What if you were fined $25 million or 4% of your company’s annual revenue? It’s possible under the new EU General Data Protection Regulation (GDPR), which applies to any company collecting personally identifiable information on EU citizens. Regardless of where they are based, organisations need to pay attention to their data collection, storage, and transfer, especially if they sell to or employ EU citizens.
Beyond regulation, public pressure makes information security the most important aspect of a company’s digital strategy. Many systems are not ready for a potential cyber attack, as evidenced by security breaches in 2017 headlines. It is time to stop blindly trusting that online data sharing applications or in-house data management is risk-free. Examine your company’s solution to see that it encompasses all of our Five Levels of Security:
When you transfer data (files, images, etc.) via email or an online application, you need to know that the only people who can access it are the ones you intend. The best way to keep your information from being intercepted or copied is to only use a system that encrypts your data. Without encryption during transmission, your data is at risk.
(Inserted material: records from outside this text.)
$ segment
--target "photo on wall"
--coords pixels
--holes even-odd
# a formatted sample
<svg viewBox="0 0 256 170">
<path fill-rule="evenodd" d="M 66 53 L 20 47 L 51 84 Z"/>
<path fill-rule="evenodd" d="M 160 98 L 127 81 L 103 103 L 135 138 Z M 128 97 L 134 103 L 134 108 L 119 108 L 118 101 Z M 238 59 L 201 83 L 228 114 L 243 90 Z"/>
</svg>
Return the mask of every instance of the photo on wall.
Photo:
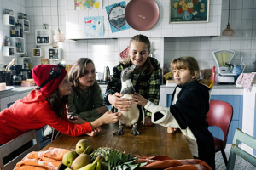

Have you ever filtered your water and seen all of the impurities kept out of your glass? System security acts similarly. Ensure options—like advanced firewalls—are in place to keep your system safe.
Protect your data when it is simply being stored. Called “encryption at rest,” this strategy makes sure data is secure whether you are watching it or not. Pay particular attention to keeping data protected from publicly-accessible networks.
Secure data starts with secure applications. Review each of these five levels with any software or cloud provider you consider. How do they stack up against one another? Choose only the most secure for your sensitive data. One application we know offers security at more than seven levels including user, project, document, function, group, field and entity-level verifications.
Secure applications do little good if systems or servers are not stored in controlled access space. Do not neglect your building features (or those of your cloud provider) including state-of the-art, non-water fire suppression and raised floors, as well as a protected power grid and redundant electrical and internet. No intruder or weather emergency should cause you to lose everything.
Whether you are worried about the coming GDPR, trying to avoid a data breach scandal, or want to make sure your company’s proprietary information stays protected, discuss these five levels of security with your IT team and any application or service providers. You’re sure to find areas for improvement that will help!